Inside/Outside

Tuesday, July 8, 2014

The Cloud

Opening the waiting room door I immediately know something is wrong. Usually bubbly Sarah looks blank and forlorn. Unsmiling, she rises deliberately from the chair and walks slowly to my office. 

Sighing she looks down at her hands. “I had a miscarriage,” she says quietly.

“Oh Sarah,” I say. “I’m so sorry. I know how much you and Philip were looking forward to having another child.”

She nods.

Silence envelops the room.

“Have you been able to cry about the loss of your baby?”

She shakes her head. “I can tell you’re concerned about me. Phil is too. I don’t know what’s wrong with me. It’s like a cloud has settled over me, like I don’t feel anything. I guess I’m depressed, but it’s so unlike me. I get anxious, or kind of crazed, but depression, this is new to me. I don’t like it. It’s hard for me to do anything. Even taking care of Josh feels like a chore and you know how much joy I usually get from him.”

 “Does being with Josh remind you of the child you won’t have?”

“No, I don’t think so. It’s not like we can’t have other children. We’re both young. We’ll try again.”

“But that rational thought isn’t helping you right now.”

“No, it’s not.”

“Maybe it’s that you’re afraid to feel the extent of your loss. Maybe it reminds you of other losses in your life. You have had a lot of losses.”  

“You mean my mother?”

I nod. “I’m sure that was the most difficult. You were only a child. It’s pretty scary to be without your mother.”

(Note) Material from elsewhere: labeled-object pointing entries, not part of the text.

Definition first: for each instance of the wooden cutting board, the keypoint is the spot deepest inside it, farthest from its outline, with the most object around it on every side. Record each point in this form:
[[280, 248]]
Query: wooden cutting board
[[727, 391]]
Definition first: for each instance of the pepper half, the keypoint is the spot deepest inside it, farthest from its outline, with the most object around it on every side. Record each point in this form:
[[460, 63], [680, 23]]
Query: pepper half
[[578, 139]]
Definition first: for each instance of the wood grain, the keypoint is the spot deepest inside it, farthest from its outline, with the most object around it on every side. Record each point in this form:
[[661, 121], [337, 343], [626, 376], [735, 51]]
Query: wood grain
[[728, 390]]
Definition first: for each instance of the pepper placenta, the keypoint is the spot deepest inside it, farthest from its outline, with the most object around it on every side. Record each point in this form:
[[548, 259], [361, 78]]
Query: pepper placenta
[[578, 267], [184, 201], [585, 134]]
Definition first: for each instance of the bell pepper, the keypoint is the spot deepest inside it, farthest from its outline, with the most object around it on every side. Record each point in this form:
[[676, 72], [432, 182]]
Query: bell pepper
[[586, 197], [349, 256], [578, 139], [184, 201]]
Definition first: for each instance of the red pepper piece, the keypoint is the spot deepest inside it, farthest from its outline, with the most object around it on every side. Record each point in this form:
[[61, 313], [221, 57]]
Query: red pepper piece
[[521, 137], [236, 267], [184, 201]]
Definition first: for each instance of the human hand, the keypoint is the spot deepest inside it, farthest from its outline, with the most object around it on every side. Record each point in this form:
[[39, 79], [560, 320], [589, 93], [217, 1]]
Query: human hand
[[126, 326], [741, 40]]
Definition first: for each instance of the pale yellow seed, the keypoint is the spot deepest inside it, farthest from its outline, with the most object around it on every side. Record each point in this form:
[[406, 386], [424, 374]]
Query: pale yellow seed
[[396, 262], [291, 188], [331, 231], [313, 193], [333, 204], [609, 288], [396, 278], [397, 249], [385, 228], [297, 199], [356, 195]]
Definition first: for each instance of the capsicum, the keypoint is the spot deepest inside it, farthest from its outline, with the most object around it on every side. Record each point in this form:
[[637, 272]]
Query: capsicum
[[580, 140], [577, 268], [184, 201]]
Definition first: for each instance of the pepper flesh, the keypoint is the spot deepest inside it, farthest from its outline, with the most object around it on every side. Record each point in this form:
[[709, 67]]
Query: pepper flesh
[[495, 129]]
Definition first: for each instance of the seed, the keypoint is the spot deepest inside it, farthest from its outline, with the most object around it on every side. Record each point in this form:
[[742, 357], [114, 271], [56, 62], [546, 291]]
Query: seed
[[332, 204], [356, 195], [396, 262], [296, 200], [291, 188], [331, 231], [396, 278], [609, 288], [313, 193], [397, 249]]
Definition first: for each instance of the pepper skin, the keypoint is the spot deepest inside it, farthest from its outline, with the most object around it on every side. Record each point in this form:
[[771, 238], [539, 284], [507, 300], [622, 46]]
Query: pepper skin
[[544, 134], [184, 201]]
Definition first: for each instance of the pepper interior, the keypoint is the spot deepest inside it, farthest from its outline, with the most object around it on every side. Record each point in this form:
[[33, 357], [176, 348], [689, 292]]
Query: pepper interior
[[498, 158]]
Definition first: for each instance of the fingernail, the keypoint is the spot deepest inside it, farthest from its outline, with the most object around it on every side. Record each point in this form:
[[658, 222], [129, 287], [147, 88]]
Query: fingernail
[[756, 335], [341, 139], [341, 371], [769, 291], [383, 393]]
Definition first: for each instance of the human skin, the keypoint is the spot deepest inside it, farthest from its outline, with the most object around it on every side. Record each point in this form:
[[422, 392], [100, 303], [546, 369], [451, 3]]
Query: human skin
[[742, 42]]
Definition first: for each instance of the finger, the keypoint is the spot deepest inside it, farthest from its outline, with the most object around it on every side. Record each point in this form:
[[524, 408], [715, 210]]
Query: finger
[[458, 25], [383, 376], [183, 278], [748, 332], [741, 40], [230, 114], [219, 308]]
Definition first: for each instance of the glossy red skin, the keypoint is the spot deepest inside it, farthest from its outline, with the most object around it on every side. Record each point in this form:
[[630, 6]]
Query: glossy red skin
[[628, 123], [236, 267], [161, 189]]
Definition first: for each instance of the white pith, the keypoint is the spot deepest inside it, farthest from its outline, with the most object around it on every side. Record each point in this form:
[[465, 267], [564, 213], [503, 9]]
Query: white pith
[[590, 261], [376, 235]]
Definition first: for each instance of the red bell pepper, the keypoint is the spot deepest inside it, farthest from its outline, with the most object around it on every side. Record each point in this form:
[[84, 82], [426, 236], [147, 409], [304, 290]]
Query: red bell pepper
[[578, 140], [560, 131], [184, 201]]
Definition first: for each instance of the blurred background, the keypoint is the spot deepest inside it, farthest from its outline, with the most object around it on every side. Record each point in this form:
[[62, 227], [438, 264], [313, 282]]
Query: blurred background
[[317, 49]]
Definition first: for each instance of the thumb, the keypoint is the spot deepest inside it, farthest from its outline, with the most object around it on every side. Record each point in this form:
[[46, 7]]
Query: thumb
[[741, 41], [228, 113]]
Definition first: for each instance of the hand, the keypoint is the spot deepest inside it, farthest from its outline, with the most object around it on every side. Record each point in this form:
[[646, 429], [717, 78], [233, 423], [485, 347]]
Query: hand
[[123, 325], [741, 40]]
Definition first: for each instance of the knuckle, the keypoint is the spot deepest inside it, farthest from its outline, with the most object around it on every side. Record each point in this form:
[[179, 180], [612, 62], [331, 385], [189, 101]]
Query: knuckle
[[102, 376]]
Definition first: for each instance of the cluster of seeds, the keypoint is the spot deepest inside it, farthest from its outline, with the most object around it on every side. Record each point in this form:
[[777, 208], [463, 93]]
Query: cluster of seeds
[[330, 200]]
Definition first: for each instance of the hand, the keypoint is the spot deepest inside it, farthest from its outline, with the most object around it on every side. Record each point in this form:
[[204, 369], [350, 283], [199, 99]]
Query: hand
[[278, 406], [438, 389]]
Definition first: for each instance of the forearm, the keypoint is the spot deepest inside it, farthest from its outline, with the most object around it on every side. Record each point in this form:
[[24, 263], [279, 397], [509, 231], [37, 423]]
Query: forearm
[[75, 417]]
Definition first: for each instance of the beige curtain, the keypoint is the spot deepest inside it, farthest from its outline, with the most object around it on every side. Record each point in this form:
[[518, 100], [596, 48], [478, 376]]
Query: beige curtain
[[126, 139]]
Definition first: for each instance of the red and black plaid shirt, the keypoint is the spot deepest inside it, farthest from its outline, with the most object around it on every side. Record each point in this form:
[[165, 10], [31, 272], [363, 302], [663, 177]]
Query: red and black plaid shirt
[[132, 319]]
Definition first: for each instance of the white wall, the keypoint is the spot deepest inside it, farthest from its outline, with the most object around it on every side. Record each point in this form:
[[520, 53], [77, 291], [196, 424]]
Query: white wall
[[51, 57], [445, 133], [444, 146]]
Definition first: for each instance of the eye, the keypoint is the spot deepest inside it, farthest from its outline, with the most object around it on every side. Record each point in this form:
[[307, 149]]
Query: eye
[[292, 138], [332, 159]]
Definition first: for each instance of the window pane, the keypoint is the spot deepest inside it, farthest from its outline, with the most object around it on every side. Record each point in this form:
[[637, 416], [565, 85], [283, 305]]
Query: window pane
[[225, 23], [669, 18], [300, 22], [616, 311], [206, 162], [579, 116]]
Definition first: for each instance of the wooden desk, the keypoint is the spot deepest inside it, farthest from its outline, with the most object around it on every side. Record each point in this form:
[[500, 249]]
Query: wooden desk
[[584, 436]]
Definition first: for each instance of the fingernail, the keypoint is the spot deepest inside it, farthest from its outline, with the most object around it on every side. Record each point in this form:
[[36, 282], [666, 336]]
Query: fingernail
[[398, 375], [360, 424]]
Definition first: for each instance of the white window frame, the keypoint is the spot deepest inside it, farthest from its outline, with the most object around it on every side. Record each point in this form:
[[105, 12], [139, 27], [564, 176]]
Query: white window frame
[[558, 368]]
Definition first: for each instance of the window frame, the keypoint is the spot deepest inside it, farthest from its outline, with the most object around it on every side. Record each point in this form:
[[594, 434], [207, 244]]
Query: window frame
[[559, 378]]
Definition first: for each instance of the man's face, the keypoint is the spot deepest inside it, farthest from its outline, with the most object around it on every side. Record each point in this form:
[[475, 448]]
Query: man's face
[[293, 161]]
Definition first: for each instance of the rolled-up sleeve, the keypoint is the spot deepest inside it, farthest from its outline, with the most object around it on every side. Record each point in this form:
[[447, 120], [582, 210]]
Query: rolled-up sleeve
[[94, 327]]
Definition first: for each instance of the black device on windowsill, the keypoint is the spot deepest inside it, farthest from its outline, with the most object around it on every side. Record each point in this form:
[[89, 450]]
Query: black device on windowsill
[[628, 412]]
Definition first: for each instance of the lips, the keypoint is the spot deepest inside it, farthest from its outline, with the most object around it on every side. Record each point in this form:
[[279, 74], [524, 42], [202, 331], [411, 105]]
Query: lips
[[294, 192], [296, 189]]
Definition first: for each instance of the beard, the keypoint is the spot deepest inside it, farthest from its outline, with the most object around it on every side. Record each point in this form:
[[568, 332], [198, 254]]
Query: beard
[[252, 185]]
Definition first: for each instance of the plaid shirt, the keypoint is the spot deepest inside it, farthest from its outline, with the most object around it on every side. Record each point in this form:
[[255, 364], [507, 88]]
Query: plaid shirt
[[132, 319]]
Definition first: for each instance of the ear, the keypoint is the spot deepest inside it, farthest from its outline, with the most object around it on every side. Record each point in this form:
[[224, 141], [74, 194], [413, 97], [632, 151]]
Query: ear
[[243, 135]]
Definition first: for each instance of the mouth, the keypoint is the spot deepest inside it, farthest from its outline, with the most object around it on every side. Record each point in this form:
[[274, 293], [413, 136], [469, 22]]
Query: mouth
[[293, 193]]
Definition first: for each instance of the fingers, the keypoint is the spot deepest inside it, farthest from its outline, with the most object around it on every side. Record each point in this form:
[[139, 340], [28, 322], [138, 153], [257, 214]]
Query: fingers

“Yeah, that’s true. But you said it exactly as I felt it. It was scary. And that’s usually what I feel about losses, scared and anxious, but not depressed.” 

“So what’s making this different, Sarah? What thoughts have come to mind for you.”

“Silly stuff.”

“Like?”

“It keeps going around and around in my head that it’s not fair. And I know that’s ridiculous. Life is never fair. It wasn’t fair that my mother died of ovarian cancer before she was thirty. It wasn’t fair that my father married some crazy woman and dragged me halfway across the country so that I lost everyone I knew. And it’s not fair that I lost this baby. Phil and I are great parents. Why couldn’t we have another child now, when we were so looking forward to it? But I know that’s ridiculous. Life isn’t fair, period.”          

“Right now, Sarah, how do you feel about life being unfair?”

“Right now? Right now I guess I feel angry.”

“And you don’t remember feeling angry when your mother died or when your father remarried and took you away from everyone familiar? You certainly sounded angry when you mentioned your father and the “crazy woman” he married.”

“Yeah, I was pretty angry with them. I guess that’s why I did so much acting out as a teenager. But when my mother died, no, I don’t remember being angry, just sad and scared. Real sad.”

“So you’ve mentioned two things that might have kept you from being depressed as a child: being sad and acting out. Now you can’t cry over the loss of your baby and there’s not really anyone you can act out against.”

“Myself.”

Immediately on alert, I ask, “What do you mean?”

“I’m not going to do it, but I’ve had fantasies of cutting my stomach.”

Keeping myself calm I say, “So it’s like you’re blaming yourself for the miscarriage and want to get back at yourself.”

“I hadn’t thought of it that way but it makes sense.”

“Do you blame yourself for the miscarriage, Sarah?” 

“Not really, although I did wonder if I’d overdone my exercise, but the doctor said she was sure that had nothing to do with it.”  

“I wonder, Sarah, if it feels to you that someone has to be to blame, either you or some unfair force out there that made it happen. Just like with the death of your mother, I suspect it feels way too painful to deal with the reality that awful things do happen and that we’re left to deal with all the pain that remains. You know it rationally. You can say life is unfair. But I wonder if on an emotional level there’s still that helpless, powerless little girl who’s railing against the unfairness of it all.”

Tears fall gently down Sarah’s cheek.

“I’m glad you’re able to cry, Sarah. Hopefully that will be the first step to getting you out from under the cloud.” 

2 comments:

kitty literate said...

Despite all that's been written, said, and (over)prescribed about and for depression, Freud had the best definition: anger turned inward. Those who live with chronic severe depression know that although there is definitely a biochemical component to the disease, which, if not the origin, is certainly a major player in its self-perpetuation. But the triad you describe here, Linda--early loss, insecure attachment, and self-blame--kindles the fires of genetic predisposition to this soul-destroying malady. A few episodes of depression may be likened to clouds, but chronic, unremitting depression-- the outward manifestation of rage turned against the self--is a blazing hell.

Linda Sherby PH.D., ABPP said...

I totally agree with you. Sarah was a woman who was not prone to depression. Her miscarriage was one loss too many, one additional catastrophe she could not control. For her, a cloud descended. But those who suffer from "chronic, unremitting depression - the outward manifestation of rage turned against the self" are definitely in a "blazing hell."